Goldberg recounted the experience in an interview with supermodel Naomi Campbell on her web show No Filter with Naomi. “My daughter and I had been driving somewhere in Berkley and we heard Alice Walker reading The Color Purple on NPR, and my daughter and I pulled the car over to listen, because it was so extraordinary hearing her.”
“Her in her voice,” Campbell marveled.
Whoopi Goldberg wrote Alice Walker a letter
Goldberg was so moved by The Color Purple that she wrote Alice Walker a letter to tell her how much the book had affected her. What Goldberg got in response when she arrived in New York for her one-woman show was even more moving.
“There was a letter waiting for me saying, ‘Dear Whoopi, Already know about you. I live in San Francisco. I’ve been to all your shows. I know what you do. I’ve already seen your stuff.'” Goldberg was shocked and couldn’t contain herself, and neither could her mother.

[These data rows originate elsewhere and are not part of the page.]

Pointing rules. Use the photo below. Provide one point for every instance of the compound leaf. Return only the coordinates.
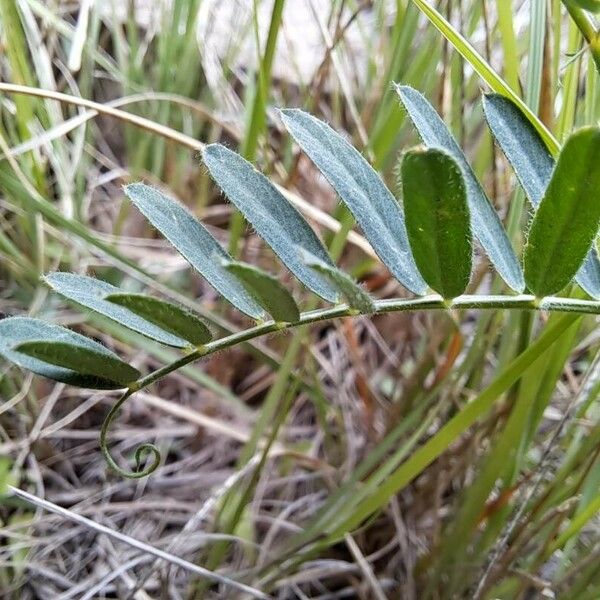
(533, 165)
(170, 317)
(267, 291)
(362, 190)
(485, 223)
(82, 359)
(273, 217)
(92, 293)
(15, 331)
(355, 296)
(194, 242)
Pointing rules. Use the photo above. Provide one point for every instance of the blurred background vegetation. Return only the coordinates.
(265, 443)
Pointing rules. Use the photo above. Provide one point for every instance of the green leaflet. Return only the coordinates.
(15, 331)
(193, 241)
(591, 5)
(437, 219)
(533, 165)
(269, 293)
(92, 293)
(567, 219)
(355, 296)
(273, 217)
(485, 223)
(362, 190)
(168, 316)
(81, 359)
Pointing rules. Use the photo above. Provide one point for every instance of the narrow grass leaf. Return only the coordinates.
(267, 291)
(19, 330)
(437, 219)
(355, 296)
(92, 293)
(533, 165)
(273, 217)
(362, 190)
(566, 223)
(436, 445)
(81, 359)
(485, 223)
(170, 317)
(194, 242)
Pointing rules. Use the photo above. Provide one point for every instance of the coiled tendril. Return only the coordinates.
(142, 451)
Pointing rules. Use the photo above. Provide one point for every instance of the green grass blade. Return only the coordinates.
(485, 71)
(437, 219)
(439, 443)
(485, 223)
(533, 164)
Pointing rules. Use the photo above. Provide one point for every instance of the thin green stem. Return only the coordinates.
(140, 452)
(432, 302)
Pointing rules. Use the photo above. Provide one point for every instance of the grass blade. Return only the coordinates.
(170, 317)
(485, 223)
(437, 219)
(533, 164)
(566, 223)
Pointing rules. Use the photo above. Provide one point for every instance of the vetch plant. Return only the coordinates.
(426, 241)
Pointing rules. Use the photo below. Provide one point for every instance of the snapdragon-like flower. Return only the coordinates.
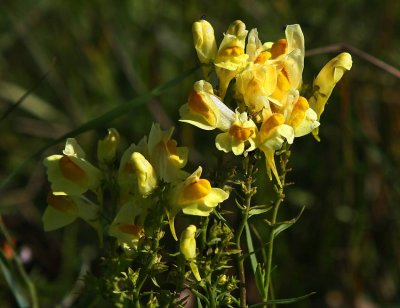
(63, 210)
(133, 180)
(326, 80)
(194, 196)
(272, 135)
(204, 41)
(70, 173)
(187, 247)
(242, 131)
(165, 156)
(205, 110)
(302, 118)
(288, 55)
(255, 85)
(125, 226)
(231, 58)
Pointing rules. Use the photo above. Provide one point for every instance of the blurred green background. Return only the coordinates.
(100, 54)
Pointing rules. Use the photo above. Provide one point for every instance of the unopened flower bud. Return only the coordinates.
(188, 248)
(145, 174)
(204, 41)
(107, 148)
(237, 28)
(326, 80)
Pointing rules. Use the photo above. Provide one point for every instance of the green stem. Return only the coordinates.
(249, 192)
(281, 196)
(211, 295)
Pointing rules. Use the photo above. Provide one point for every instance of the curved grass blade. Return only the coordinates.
(283, 300)
(107, 117)
(250, 246)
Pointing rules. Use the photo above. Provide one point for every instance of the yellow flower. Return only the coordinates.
(326, 80)
(70, 173)
(288, 57)
(205, 110)
(241, 131)
(107, 148)
(146, 176)
(129, 177)
(271, 137)
(194, 196)
(165, 156)
(302, 118)
(63, 210)
(187, 246)
(231, 58)
(204, 41)
(125, 226)
(255, 84)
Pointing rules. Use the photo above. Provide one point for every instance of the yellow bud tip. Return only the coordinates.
(131, 229)
(232, 51)
(237, 28)
(71, 170)
(61, 203)
(262, 57)
(274, 120)
(298, 112)
(197, 190)
(196, 104)
(241, 133)
(279, 48)
(171, 146)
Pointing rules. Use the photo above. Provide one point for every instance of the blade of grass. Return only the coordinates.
(107, 117)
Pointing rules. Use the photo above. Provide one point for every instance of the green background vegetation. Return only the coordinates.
(101, 54)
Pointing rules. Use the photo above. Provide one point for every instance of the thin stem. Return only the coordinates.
(211, 295)
(281, 196)
(249, 192)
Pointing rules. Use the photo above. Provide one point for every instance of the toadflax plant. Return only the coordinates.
(134, 202)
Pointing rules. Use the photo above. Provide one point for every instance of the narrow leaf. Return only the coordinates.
(13, 281)
(257, 211)
(287, 224)
(114, 113)
(250, 247)
(283, 301)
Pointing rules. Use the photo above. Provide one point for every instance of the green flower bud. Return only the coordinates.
(107, 148)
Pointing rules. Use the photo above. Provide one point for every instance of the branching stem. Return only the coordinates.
(284, 159)
(248, 192)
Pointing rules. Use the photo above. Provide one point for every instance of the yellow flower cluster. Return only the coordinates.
(265, 80)
(155, 162)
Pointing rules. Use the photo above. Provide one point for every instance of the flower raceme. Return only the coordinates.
(149, 174)
(193, 196)
(266, 80)
(70, 173)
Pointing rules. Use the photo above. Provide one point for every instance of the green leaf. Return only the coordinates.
(122, 109)
(257, 210)
(14, 282)
(282, 226)
(249, 241)
(283, 300)
(260, 278)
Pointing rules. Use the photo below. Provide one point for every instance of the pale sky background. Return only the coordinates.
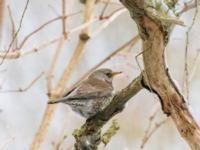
(22, 112)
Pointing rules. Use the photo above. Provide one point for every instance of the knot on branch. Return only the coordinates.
(84, 37)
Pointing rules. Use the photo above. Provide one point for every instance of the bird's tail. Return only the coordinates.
(61, 100)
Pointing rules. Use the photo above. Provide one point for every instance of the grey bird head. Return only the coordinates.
(91, 95)
(104, 75)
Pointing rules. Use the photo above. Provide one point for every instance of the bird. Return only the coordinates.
(92, 95)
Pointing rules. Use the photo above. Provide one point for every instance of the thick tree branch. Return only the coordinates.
(155, 36)
(88, 137)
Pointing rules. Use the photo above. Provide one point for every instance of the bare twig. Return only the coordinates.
(187, 7)
(40, 134)
(26, 88)
(186, 81)
(52, 65)
(44, 25)
(13, 28)
(64, 18)
(18, 29)
(2, 5)
(130, 42)
(110, 18)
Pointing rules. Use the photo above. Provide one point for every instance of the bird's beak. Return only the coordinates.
(115, 73)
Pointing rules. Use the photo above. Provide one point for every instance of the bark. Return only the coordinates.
(157, 79)
(154, 28)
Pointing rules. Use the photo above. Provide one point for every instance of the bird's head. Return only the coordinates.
(104, 74)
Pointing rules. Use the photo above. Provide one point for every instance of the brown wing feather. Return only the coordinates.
(91, 89)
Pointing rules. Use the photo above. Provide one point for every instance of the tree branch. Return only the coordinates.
(88, 137)
(155, 35)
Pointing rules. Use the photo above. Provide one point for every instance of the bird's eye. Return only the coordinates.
(109, 74)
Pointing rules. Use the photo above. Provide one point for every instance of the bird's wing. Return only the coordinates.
(89, 89)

Alice Walker wanted Whoopi Goldberg to be in ‘The Color Purple’
Even though The Color Purple hadn’t been adapted into a movie yet, Walker was on board with whatever was happening with the book — and Goldberg wanted to be too. “I’ll play the dirt on the floor,” Goldberg told Walker.
“I didn’t even know what I meant when I was writing it. I don’t think I understood what I was saying,” Goldberg admitted. “I didn’t know anything about movies; I only knew about being on the stage.”
Sure enough, Steven Spielberg wanted to see Goldberg for an audition. She flew out to the studio he was at in California and did a special performance of her one-woman show, with big industry players such as Michael Jackson in the audience. After seeing her E.T. parody, Spielberg gave Goldberg the role of Celie on the spot.